Jestem nowa, mam endometrioze
Napisane: 21 cze 2017, o 20:57
Witam Was bardzo serdecznie. Mam na imię Beata i mam 23 lata. Na wstępie chce Wam bardzo podziękować że stworzyliście takie forum z którego można czerpać naprawdę bardzo dużo cennych informacji i przede wszystkim mega wsparcie! Po krotce opowiem Wam moją historie. 3 lata temu poszłam do ginekologa z przewlekłymi bólami brzucha nasilającymi się w okresie miesiączki. Badania itp potwierdziły że to endometrioza. Półtora roku temu a dokładnie w październiku 2015 roku przyszedł na świat mój syn. Po ciąży miałam chwilę spokoju z bólami podbrzusza jednak teraz niedawno po półtorej roku od porodu bóle wróciły.
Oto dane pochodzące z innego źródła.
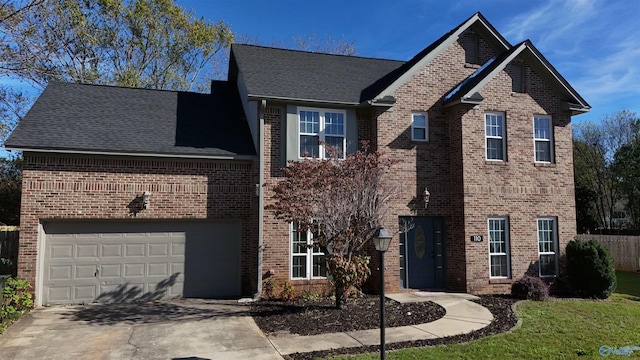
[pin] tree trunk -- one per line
(339, 295)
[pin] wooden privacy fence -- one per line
(9, 250)
(624, 249)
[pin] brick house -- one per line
(480, 125)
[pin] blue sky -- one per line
(594, 44)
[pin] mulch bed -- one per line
(313, 317)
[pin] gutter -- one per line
(263, 106)
(107, 153)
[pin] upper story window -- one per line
(547, 246)
(499, 247)
(517, 78)
(307, 260)
(319, 129)
(495, 136)
(470, 42)
(419, 127)
(543, 138)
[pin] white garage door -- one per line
(133, 261)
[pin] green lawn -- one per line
(555, 329)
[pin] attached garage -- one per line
(120, 261)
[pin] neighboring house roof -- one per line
(279, 74)
(469, 90)
(79, 118)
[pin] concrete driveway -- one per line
(181, 329)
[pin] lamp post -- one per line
(381, 239)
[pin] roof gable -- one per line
(469, 90)
(410, 68)
(280, 74)
(80, 118)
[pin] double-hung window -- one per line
(419, 127)
(495, 136)
(307, 260)
(319, 130)
(542, 137)
(547, 246)
(499, 247)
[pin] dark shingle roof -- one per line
(299, 75)
(91, 118)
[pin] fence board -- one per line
(624, 249)
(9, 250)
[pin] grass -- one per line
(554, 329)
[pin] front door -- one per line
(423, 252)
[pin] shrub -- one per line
(530, 288)
(287, 292)
(16, 301)
(590, 270)
(270, 288)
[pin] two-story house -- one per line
(130, 192)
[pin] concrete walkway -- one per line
(462, 316)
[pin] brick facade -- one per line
(465, 188)
(81, 187)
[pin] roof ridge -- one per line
(316, 52)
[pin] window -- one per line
(419, 127)
(517, 78)
(316, 126)
(543, 143)
(495, 142)
(470, 44)
(307, 261)
(499, 247)
(547, 245)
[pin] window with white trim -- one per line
(319, 129)
(547, 246)
(494, 136)
(543, 138)
(307, 260)
(499, 247)
(419, 127)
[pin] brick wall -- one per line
(465, 189)
(57, 187)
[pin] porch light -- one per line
(382, 239)
(146, 199)
(427, 196)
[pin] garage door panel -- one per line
(111, 250)
(84, 251)
(134, 250)
(126, 261)
(60, 272)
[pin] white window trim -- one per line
(506, 244)
(321, 135)
(554, 222)
(550, 140)
(503, 137)
(308, 256)
(425, 127)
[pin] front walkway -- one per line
(462, 316)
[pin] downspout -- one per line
(263, 106)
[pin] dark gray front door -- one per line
(424, 253)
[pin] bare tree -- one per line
(342, 202)
(595, 147)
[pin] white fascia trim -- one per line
(282, 98)
(84, 152)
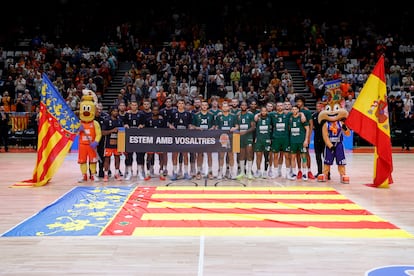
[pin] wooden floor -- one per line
(205, 255)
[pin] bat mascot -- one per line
(89, 136)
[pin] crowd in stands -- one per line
(175, 55)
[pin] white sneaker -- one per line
(270, 174)
(140, 176)
(278, 173)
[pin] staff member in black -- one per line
(406, 124)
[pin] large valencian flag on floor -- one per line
(58, 127)
(207, 211)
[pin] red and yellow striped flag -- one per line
(58, 127)
(369, 118)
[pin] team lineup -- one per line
(273, 137)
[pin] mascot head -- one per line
(87, 108)
(334, 107)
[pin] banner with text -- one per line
(179, 140)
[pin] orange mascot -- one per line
(89, 136)
(332, 119)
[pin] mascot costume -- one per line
(89, 136)
(332, 119)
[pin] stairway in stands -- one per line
(299, 83)
(116, 84)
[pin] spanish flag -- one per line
(58, 127)
(369, 118)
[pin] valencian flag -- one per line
(58, 127)
(369, 118)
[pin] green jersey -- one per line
(226, 122)
(280, 123)
(264, 128)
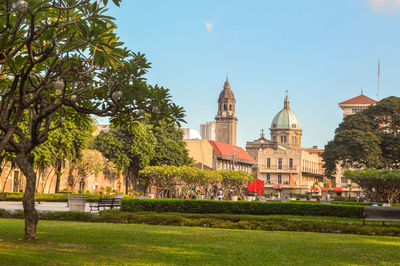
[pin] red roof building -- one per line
(360, 99)
(228, 150)
(219, 156)
(356, 104)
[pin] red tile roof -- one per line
(361, 99)
(230, 150)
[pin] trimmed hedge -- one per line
(240, 207)
(55, 197)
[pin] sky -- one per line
(322, 52)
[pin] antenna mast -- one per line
(379, 76)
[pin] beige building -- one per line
(207, 130)
(12, 180)
(283, 165)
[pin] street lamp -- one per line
(234, 157)
(74, 98)
(22, 6)
(116, 95)
(59, 86)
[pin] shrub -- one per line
(55, 197)
(352, 199)
(240, 207)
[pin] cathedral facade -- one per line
(282, 164)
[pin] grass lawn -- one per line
(106, 243)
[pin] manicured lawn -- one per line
(105, 243)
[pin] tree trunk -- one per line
(30, 213)
(6, 178)
(58, 175)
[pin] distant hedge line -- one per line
(54, 197)
(240, 207)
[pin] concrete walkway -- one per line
(43, 206)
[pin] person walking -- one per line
(220, 195)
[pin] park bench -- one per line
(3, 196)
(104, 203)
(376, 213)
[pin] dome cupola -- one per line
(286, 118)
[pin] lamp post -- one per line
(234, 158)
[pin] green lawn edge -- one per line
(226, 221)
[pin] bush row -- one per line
(240, 207)
(227, 221)
(54, 197)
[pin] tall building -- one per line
(356, 104)
(226, 121)
(189, 133)
(207, 130)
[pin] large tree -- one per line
(62, 58)
(64, 144)
(134, 147)
(380, 185)
(368, 139)
(130, 149)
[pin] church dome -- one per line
(286, 118)
(226, 93)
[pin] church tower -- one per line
(226, 121)
(285, 128)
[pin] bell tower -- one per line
(226, 121)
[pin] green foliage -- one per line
(170, 148)
(56, 197)
(367, 139)
(193, 180)
(381, 185)
(137, 145)
(240, 207)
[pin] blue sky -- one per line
(322, 52)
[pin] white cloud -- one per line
(209, 26)
(383, 5)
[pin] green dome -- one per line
(286, 118)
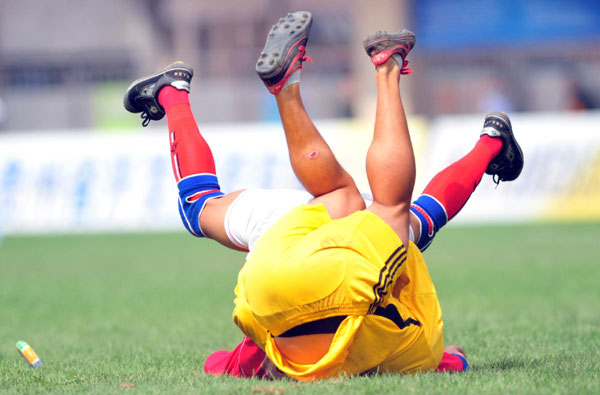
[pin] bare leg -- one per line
(313, 161)
(390, 159)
Byłam dziś u lekarza i powiedziałam mu że może za pół roku planujemy z mężem drugie dziecko i wtedy zaczniemy porządnie leczyć endometrioza bo przed porodem nie ma co znowu ingerować i robić laparoskopię. I wszystko ok fajnie ale mam do Was dziewczyny pytanie : czy jest szansa że jeśli wszystkie laparoskopię, terapię hormonalne zastrzyki i tak dalej nie pomogły mi pozbyć się tego świństwa to czy ja w wieku np 30 lat mam szanse na całkowitą histerektomie? Dla mnie to jedyne wyjście z tej hormony. Mam dość życia w bólu... To odbiera mi cała przyjemność z życia.. jestem u progu depresji, chodzę na psychoterapię że średnimi efektami.. ratuje mnie tylko myśl że po drugiej ciąży i kolejnych nawrotach choroby pozbędę się całej macicy jajnika i przede wszystkim bólu!!! Nadmiernie że mam już tylko 1 jajnik bo w wieku 9 lat został jeden usunięty razem z 15 centymetrową torbielą.. błagam niech mnie ktoś pocieszy że jest szansa u tak młodej osoby przeprowadzenie radykalnej histerektomii ;(
Dziękuję wszystkim za przeczytanie mojego postu..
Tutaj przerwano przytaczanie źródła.